Based on the comment on this
answer it seems the
experiment was flawed. Here is my attempt at a correct experiment.
Timings
import pandas as pd
import numpy as np
from timeit import timeit
random_data = np.random.randn(16, 4)
multiindex_lists = [["A", "B", "C", "D"], [1, 2, 3, 4]]
multiindex = pd.MultiIndex.from_product(multiindex_lists)
dfm = pd.DataFrame(random_data, multiindex)
df = dfm.reset_index()
print("dfm:\n", dfm, "\n")
print("df\n", df, "\n")
dfm_selection = dfm.loc[("B", 4), 3]
print("dfm_selection:", dfm_selection, type(dfm_selection))
df_selection = df[(df["level_0"] == "B") & (df["level_1"] == 4)][3].iat[0]
print("df_selection: ", df_selection, type(df_selection), "\n")
print("dfm_selection timeit:",
timeit(lambda: dfm.loc[("B", 4), 3], number=int(1e6)))
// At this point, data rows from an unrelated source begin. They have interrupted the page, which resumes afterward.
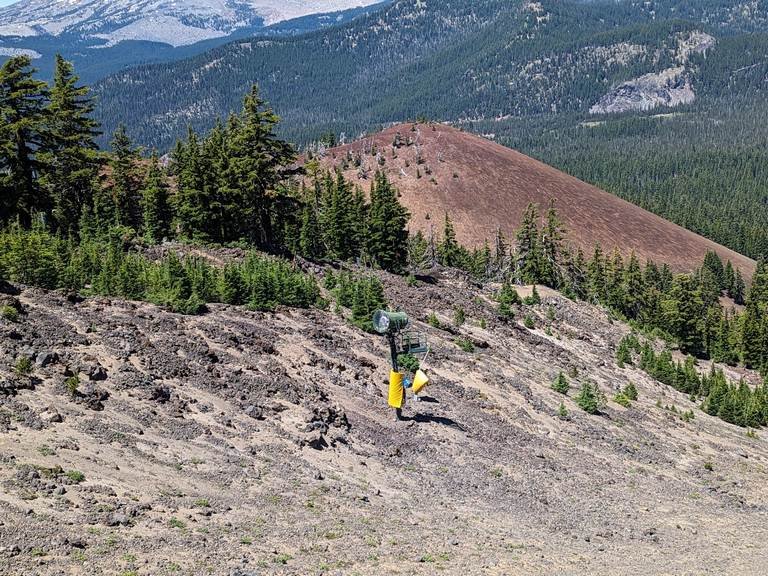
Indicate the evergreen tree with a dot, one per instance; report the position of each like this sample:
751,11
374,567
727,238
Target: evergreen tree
683,312
257,161
551,248
634,288
739,288
529,255
157,211
70,161
191,201
448,250
387,232
596,276
126,183
310,239
22,134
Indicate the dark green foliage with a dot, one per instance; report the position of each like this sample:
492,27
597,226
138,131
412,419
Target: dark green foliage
408,362
125,189
262,282
23,131
363,295
622,400
459,316
156,204
534,299
560,384
9,313
69,158
507,297
529,252
449,251
465,344
590,398
387,239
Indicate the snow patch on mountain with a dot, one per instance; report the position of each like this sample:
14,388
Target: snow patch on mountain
174,22
165,29
5,51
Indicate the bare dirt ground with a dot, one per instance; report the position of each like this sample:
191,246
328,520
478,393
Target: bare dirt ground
484,186
240,443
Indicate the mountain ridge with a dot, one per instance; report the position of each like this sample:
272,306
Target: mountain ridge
483,185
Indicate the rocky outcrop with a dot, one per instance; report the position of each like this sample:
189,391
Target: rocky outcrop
671,87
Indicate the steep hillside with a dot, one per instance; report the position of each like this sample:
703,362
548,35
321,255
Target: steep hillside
483,186
242,443
105,37
445,60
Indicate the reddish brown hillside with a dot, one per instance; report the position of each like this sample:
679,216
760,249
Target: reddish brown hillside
483,185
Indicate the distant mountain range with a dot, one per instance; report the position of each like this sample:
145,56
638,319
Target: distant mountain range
461,62
103,36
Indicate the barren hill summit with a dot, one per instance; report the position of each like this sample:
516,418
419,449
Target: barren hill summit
483,185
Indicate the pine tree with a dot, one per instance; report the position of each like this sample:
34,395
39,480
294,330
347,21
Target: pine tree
683,311
70,161
448,252
157,211
310,239
596,276
257,160
739,288
387,233
500,253
551,249
634,288
22,134
529,255
191,201
126,183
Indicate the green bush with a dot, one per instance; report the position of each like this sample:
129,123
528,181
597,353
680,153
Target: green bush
622,400
590,399
23,366
533,299
560,384
9,313
630,391
433,320
408,362
75,476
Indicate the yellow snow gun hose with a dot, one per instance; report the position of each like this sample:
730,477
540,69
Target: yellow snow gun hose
396,391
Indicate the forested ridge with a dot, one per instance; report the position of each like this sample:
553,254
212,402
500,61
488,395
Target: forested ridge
84,221
525,74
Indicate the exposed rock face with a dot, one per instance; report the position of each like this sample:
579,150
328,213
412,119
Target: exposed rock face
670,88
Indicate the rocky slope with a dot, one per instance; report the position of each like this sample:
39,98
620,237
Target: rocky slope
242,443
484,186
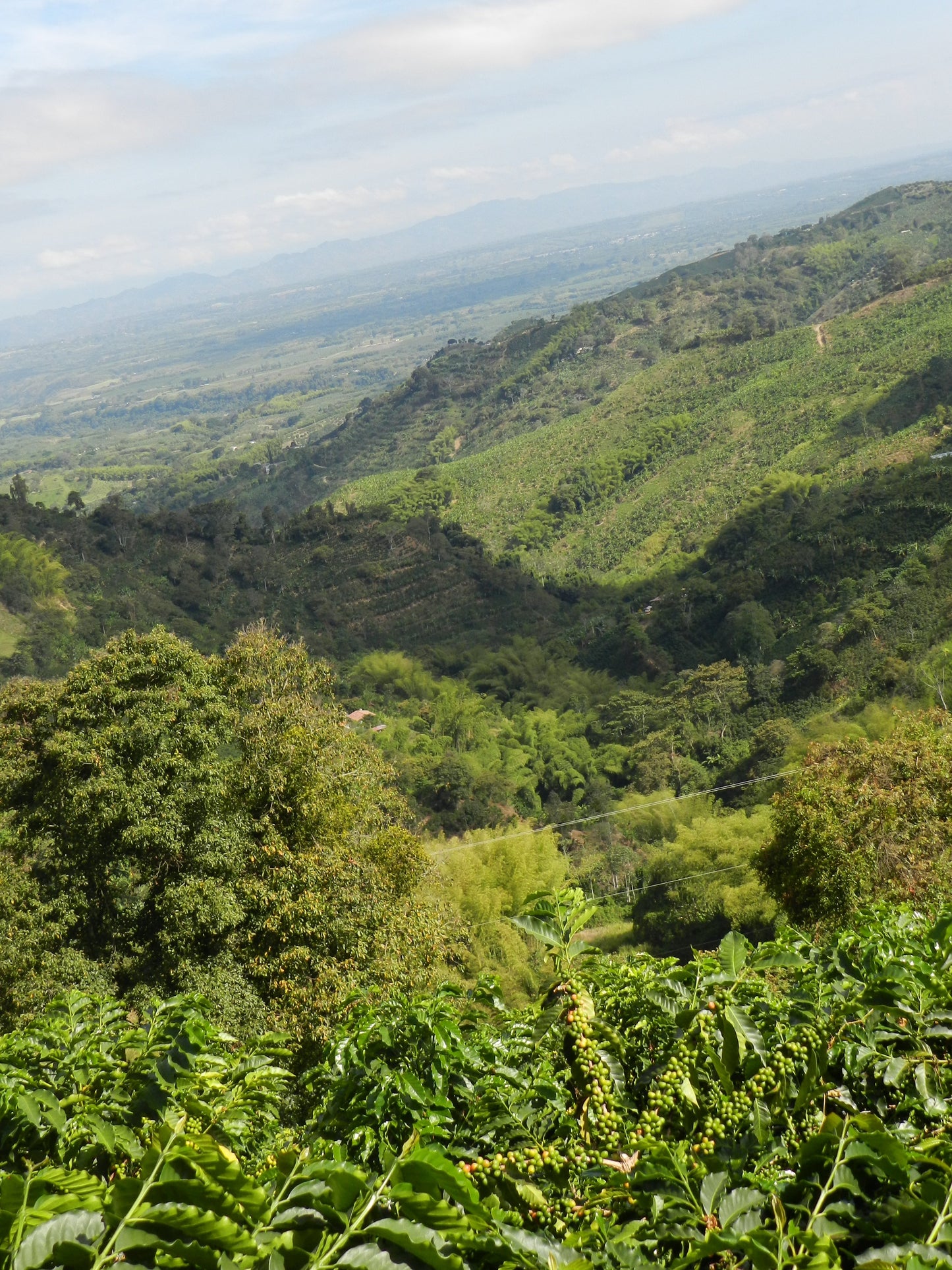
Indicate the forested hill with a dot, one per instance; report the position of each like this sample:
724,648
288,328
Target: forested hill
735,534
471,397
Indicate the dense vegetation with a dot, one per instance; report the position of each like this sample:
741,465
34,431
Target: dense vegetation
781,1107
296,930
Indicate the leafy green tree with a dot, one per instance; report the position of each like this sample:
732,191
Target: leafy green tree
210,824
748,631
865,819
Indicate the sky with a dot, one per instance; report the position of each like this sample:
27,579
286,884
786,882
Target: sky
141,139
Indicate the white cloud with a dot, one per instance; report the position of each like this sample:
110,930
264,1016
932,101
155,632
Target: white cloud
467,38
76,119
70,258
338,200
461,173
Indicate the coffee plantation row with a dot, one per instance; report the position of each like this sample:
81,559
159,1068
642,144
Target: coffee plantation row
782,1105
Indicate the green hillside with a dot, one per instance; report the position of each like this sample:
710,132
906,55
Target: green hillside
650,563
540,372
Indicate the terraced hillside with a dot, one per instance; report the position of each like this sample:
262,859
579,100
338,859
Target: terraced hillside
471,397
345,583
644,475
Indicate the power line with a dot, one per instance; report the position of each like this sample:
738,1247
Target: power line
634,892
605,816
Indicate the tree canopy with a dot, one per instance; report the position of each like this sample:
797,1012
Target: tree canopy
211,823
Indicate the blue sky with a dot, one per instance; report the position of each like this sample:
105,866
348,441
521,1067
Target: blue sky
145,139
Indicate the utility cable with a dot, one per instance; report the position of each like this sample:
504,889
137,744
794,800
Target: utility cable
634,892
605,816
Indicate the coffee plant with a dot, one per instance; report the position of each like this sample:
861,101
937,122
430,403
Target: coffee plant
775,1107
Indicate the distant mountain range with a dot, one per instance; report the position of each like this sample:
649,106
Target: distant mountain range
480,226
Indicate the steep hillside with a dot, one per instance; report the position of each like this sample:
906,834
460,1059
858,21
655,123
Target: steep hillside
471,397
649,474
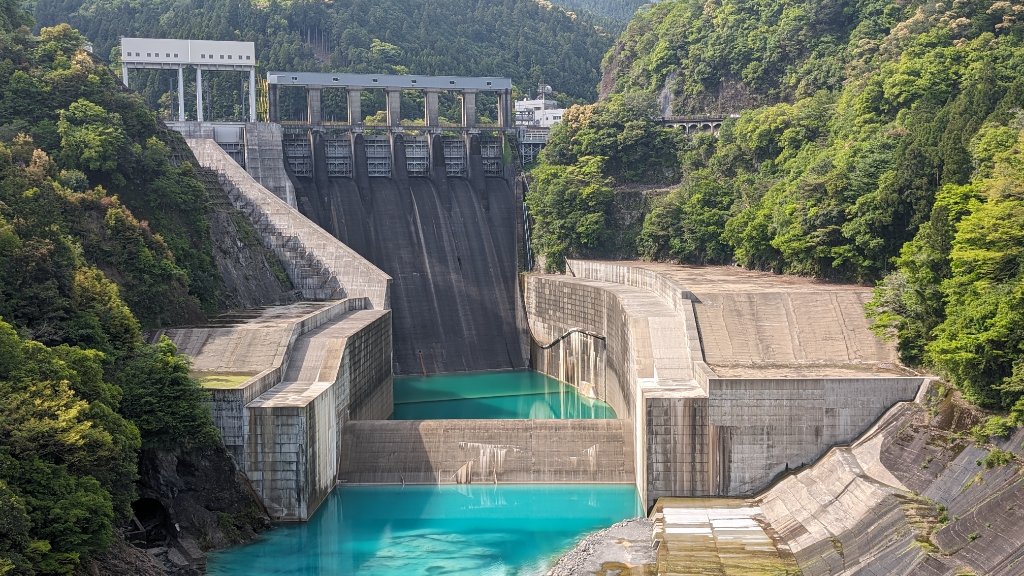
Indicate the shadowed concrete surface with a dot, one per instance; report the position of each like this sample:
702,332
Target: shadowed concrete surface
467,451
306,370
451,246
910,496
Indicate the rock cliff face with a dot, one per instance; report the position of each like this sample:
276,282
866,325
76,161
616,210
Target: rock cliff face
192,502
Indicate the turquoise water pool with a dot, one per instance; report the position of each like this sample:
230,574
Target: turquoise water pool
492,395
471,530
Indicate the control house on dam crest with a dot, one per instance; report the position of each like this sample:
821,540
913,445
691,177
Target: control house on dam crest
407,244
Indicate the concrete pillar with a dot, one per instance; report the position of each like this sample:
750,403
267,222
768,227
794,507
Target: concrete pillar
469,109
271,95
252,94
199,93
504,110
393,108
354,107
312,99
181,94
430,114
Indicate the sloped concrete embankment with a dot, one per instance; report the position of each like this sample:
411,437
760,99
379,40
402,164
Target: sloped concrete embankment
450,243
486,451
320,366
320,266
704,429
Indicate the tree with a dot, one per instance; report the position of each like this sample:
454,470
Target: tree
568,205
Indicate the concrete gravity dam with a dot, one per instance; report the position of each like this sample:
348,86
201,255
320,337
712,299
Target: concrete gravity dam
764,401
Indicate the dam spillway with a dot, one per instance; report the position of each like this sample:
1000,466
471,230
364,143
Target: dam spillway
450,244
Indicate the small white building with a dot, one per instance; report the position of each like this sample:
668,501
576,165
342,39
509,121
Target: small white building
539,113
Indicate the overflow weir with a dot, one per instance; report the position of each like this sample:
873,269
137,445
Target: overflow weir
408,241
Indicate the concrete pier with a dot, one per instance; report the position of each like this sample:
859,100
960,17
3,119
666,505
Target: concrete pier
303,371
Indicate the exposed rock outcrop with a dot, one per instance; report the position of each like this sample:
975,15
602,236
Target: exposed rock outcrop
189,502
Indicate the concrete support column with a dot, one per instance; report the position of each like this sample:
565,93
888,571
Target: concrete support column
312,99
354,107
469,109
271,94
181,94
504,110
430,106
252,94
199,93
393,108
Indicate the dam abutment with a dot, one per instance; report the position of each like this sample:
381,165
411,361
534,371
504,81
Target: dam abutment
723,421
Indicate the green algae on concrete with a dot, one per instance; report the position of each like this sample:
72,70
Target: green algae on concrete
717,536
222,380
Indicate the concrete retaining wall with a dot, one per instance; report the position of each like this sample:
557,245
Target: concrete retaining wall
504,451
294,444
227,405
320,265
712,436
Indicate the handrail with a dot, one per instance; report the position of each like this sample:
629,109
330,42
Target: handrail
568,333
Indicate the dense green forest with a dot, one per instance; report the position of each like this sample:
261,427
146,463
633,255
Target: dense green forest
614,10
879,142
520,39
81,162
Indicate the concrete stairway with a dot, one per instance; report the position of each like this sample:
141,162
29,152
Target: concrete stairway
487,451
320,265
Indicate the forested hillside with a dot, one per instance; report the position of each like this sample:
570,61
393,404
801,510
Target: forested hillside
520,39
878,141
80,275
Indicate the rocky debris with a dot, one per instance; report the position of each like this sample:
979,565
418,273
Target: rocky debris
190,502
622,549
123,559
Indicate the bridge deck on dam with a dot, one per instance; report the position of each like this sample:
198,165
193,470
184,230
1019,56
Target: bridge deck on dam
729,377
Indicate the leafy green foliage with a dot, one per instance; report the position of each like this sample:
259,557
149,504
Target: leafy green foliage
616,10
67,463
165,403
875,142
996,458
95,140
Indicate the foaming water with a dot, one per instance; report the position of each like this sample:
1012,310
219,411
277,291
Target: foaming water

print("df_selection timeit: ",
timeit(
lambda: df[(df["level_0"] == "B") & (df["level_1"] == 4)][3].iat[0],
number=int(1e6)))
dfm:
0 1 2 3
A 1 -1.055128 -0.845019 -2.853027 0.521738
2 0.397804 0.385045 -0.121294 -0.696215
3 -0.551836 -0.666953 -0.956578 1.929732
4 -0.154780 1.778150 0.183104 -0.013989
B 1 -0.315476 0.564419 0.492496 -1.052432
2 -0.695300 0.085265 0.701724 -0.974168
3 -0.879915 -0.206499 1.597701 1.294885
4 0.653261 0.279641 -0.800613 1.050241
C 1 1.004199 -1.377520 -0.672913 1.491793
2 -0.453452 0.367264 -0.002362 0.411193
3 2.271958 0.240864 -0.923934 -0.572957
4 0.737893 -0.523488 0.485497 -2.371977
D 1 1.133661 -0.584973 -0.713320 -0.656315
2 -1.173231 -0.490667 0.634677 1.711015
3 -0.050371 -0.175644 0.124797 0.703672
4 1.349595 0.122202 -1.498178 0.013391
df
level_0 level_1 0 1 2 3
0 A 1 -1.055128 -0.845019 -2.853027 0.521738
1 A 2 0.397804 0.385045 -0.121294 -0.696215
2 A 3 -0.551836 -0.666953 -0.956578 1.929732
3 A 4 -0.154780 1.778150 0.183104 -0.013989
4 B 1 -0.315476 0.564419 0.492496 -1.052432
5 B 2 -0.695300 0.085265 0.701724 -0.974168
6 B 3 -0.879915 -0.206499 1.597701 1.294885
7 B 4 0.653261 0.279641 -0.800613 1.050241
8 C 1 1.004199 -1.377520 -0.672913 1.491793
9 C 2 -0.453452 0.367264 -0.002362 0.411193
10 C 3 2.271958 0.240864 -0.923934 -0.572957
11 C 4 0.737893 -0.523488 0.485497 -2.371977
12 D 1 1.133661 -0.584973 -0.713320 -0.656315
13 D 2 -1.173231 -0.490667 0.634677 1.711015
14 D 3 -0.050371 -0.175644 0.124797 0.703672
15 D 4 1.349595 0.122202 -1.498178 0.013391
dfm_selection: 1.0502406808918188 <class 'numpy.float64'>
df_selection: 1.0502406808918188 <class 'numpy.float64'>
dfm_selection timeit: 63.92458086000079
df_selection timeit: 450.4555013199997
Conclusion
MultiIndex single-value retrieval is over 7 times faster than conventional
dataframe single-value retrieval.
The syntax for MultiIndex retrieval is much cleaner.